Gall induction requires an efficient host plant finding by the sawfly female. Due to her high sensitivity to variations of the host plant quality, the female is able to locate very reliably the plant tissue for oviposition. Gall induction and oviposition occur according to the following pattern: 1. selection of the host plant species, 2. selection of the host plant individual, 3. localization of the plant tissue for oviposition, 4. injection of the cecidogenous fluid, 5. egg deposition (sometimes no egg was laid).
Gall induction and oviposition are not separated temporally from each other in Euura and most Pontania species, occurring shortly after the female has inserted her saw-like ovipositor into the plant tissue. In contrast, females of the Pontania dolichura-group and particularly of the genus Phyllocolpa, perform a more or less complex procedure of gall initiation before oviposition.
Females of Pontania oviposit exclusively on longitudinally folded leaves of the apical bundle of a growing shoot, inserting their saw once through the midrib of the leaf (often side rib in the proxima-group). In general only a single egg is laid into the mesophyll tissue by a simultaneous injection of the cecidogenous fluid. Pontania species induce four different types of closed galls, exclusively on the leaves of their host plants: thick-walled, elongated sausage-shaped galls on the upper surface of the leaf; thin-walled, kidney-shaped spacious galls transected horizontally by the leaf blade; thick-walled, bean-shaped galls with a narrow cavity, transected horizontally by the leaf blade; and thin to thick-walled, pea-shaped galls at the underside of the leaf.

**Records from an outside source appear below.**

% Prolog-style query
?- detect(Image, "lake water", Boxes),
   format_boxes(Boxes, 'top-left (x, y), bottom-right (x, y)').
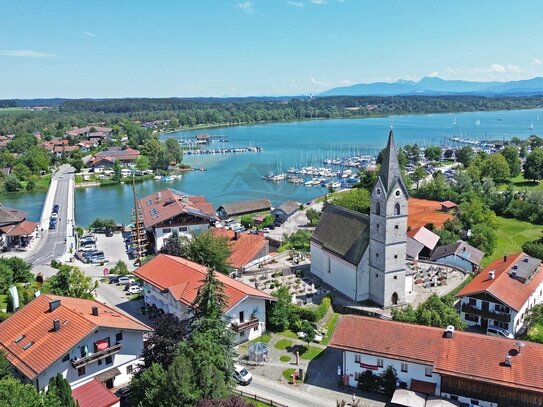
top-left (0, 109), bottom-right (543, 226)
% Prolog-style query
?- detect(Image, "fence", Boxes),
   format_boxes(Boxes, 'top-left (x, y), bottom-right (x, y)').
top-left (234, 389), bottom-right (288, 407)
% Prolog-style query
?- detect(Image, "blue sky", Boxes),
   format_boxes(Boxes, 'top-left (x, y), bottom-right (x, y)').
top-left (0, 0), bottom-right (543, 98)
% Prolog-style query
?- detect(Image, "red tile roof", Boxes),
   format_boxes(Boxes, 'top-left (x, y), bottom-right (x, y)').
top-left (134, 254), bottom-right (274, 311)
top-left (72, 379), bottom-right (119, 407)
top-left (407, 226), bottom-right (439, 250)
top-left (211, 228), bottom-right (268, 269)
top-left (329, 315), bottom-right (543, 393)
top-left (138, 188), bottom-right (218, 228)
top-left (456, 253), bottom-right (543, 311)
top-left (0, 295), bottom-right (151, 380)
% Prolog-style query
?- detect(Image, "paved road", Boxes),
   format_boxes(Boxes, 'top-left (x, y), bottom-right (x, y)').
top-left (25, 165), bottom-right (74, 266)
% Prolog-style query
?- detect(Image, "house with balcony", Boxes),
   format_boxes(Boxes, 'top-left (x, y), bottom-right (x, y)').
top-left (138, 188), bottom-right (219, 253)
top-left (456, 253), bottom-right (543, 334)
top-left (134, 254), bottom-right (275, 343)
top-left (328, 315), bottom-right (543, 407)
top-left (0, 295), bottom-right (152, 390)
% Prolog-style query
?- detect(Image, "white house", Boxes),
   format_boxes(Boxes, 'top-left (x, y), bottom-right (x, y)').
top-left (329, 315), bottom-right (543, 407)
top-left (456, 253), bottom-right (543, 334)
top-left (0, 295), bottom-right (152, 390)
top-left (134, 254), bottom-right (275, 343)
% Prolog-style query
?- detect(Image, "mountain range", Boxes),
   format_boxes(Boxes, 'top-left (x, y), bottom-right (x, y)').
top-left (318, 76), bottom-right (543, 96)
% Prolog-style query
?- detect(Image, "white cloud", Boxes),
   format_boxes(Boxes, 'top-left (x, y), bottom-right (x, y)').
top-left (236, 1), bottom-right (255, 14)
top-left (0, 49), bottom-right (56, 58)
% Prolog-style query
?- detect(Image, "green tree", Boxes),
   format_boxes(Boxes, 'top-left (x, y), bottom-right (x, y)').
top-left (332, 188), bottom-right (370, 214)
top-left (424, 146), bottom-right (441, 161)
top-left (182, 230), bottom-right (232, 274)
top-left (522, 148), bottom-right (543, 182)
top-left (500, 145), bottom-right (520, 177)
top-left (455, 146), bottom-right (475, 168)
top-left (44, 265), bottom-right (98, 300)
top-left (481, 154), bottom-right (511, 184)
top-left (267, 286), bottom-right (292, 332)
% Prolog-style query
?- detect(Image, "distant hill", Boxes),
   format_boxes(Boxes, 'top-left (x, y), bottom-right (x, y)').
top-left (318, 77), bottom-right (543, 96)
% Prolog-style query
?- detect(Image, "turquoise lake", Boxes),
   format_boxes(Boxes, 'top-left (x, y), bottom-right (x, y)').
top-left (0, 109), bottom-right (543, 226)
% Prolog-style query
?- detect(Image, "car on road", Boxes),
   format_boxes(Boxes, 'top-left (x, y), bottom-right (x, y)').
top-left (234, 365), bottom-right (253, 386)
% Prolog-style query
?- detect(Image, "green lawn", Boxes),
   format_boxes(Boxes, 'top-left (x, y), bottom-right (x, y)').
top-left (322, 312), bottom-right (339, 346)
top-left (483, 216), bottom-right (543, 267)
top-left (275, 339), bottom-right (292, 350)
top-left (527, 322), bottom-right (543, 343)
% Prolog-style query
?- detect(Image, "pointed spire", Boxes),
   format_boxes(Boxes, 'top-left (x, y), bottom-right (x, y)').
top-left (379, 129), bottom-right (402, 193)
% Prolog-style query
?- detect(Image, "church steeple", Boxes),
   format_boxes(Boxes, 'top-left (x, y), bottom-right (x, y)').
top-left (379, 130), bottom-right (403, 194)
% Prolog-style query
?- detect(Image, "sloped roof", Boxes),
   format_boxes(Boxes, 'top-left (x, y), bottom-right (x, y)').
top-left (219, 198), bottom-right (271, 216)
top-left (456, 253), bottom-right (543, 311)
top-left (210, 228), bottom-right (268, 269)
top-left (407, 226), bottom-right (439, 250)
top-left (329, 315), bottom-right (543, 393)
top-left (72, 379), bottom-right (119, 407)
top-left (431, 240), bottom-right (485, 266)
top-left (0, 295), bottom-right (151, 380)
top-left (311, 204), bottom-right (370, 265)
top-left (134, 253), bottom-right (275, 311)
top-left (138, 188), bottom-right (218, 228)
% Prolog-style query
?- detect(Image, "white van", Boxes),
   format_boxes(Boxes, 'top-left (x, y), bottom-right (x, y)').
top-left (486, 325), bottom-right (515, 339)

Oviposition of Euura occurs at different organs of their host plants, dependent on the particular gall-type of the species. Bud-gallers oviposit only into new flower buds of the next year, arising in the axis of young leaves. Similar to Pontania leaf-gallers, oviposition of stem gallers occurs at the apical bundle of longitudinally folded leaves. However, the females of this guild insert their long ovipositor through the base of unfolded leaves into the young, very succulent stem. The females of gall-formers which induce petiole- or midrib-galls insert their ovipositor into the suitable plant tissue of one of the longitudinally folded leaves of the apical bundle.
In contrast, the species of the genus Phyllocolpa exhibit the most complex behaviour of gall induction. Oviposition occurs at one of the still folded leaves of the apical bundle or at one of the freshly unfolded young leaves below the apical bundle, depending on the species. The females induce simple or twisted leaf folds along the edge of young willow leaves, resulting from a swelling which is caused by multiple ovipositor insertions.
Gall formations can be induced only at viable plant parts. They can develop either during the entire vegetation period or only in temporally limited phases, depending on the generation sequence of the inducer or his inclination for a certain developmental stage of the plant. Gall formation is indispensable for a successful reproduction, demonstrating the particularly close relationship of the inducer to his host plant.
Host plant specificity
The species of Pontania, Euura, and Phyllocolpa always select specific, viable plant parts for oviposition, initiating gall formation by secreting the cecidogenous fluid of the accessory glands through the ovipositor. A prerequisite for an unimpaired gall formation is a precise placing and dosage of the cecidogenous fluid by the female, causing specific physiological procedures in the plant which stimulate and control the growth of the gall. The success of the female is primarily based on her ability to locate exactly the plant tissue for gall induction and oviposition. The oviposition mode as well as the composition of the cecidogenous fluid may have a relevant influence on the shape of the gall.
Gall formation of sawflies is normally initiated by the females during (Pontania, Euura) or before oviposition (Phyllocolpa). The sawfly female injects the cecidogenous fluid of its accessory glands into the meristem tissue, in most species inducing a complete development of galls.
Sometimes hybrids are accepted by the gall formers. This was documented by galls of Pontania samolad
and those of P. arcticornis
next to each other on the leaves of the hybrid S. lapponum x phylicifolia
The ability to induce galls presupposes a functioning interaction of the cecidogenous secretion of the gall-former and the pysiological characteristics of the host plant, i.e. only with suitable host plants an unimpaired gall formation may occur which ensures the development of the sawfly larva. Therefore, the acceptance of the host plant depends on various factors, e.g. certain plant defence reactions, genetic changes, effects of hybridisation, and last but not least the high variabilities of biochemical characteristics (secondary compounds, in particular phenol glycosides).
A distinct host plant specificity can be understood as a prerequisite for successful reproduction, permitting only the attack of a single host plant species and, occasionally, of its hybrids. The latter was documented by galls of Pontania samolad and those of P. arcticornis next to each other on the leaves of the hybrid S. lapponum x phylicifolia. The galls differed clearly by their specific shape which appeared unchanged on the hairy leaves of this willow hybrid: the galls of P. samolad were typically pea-shaped and hairy, whereas the galls of P. arcticornis on the same leaf were often exceptionally bizarre and completely glabrous.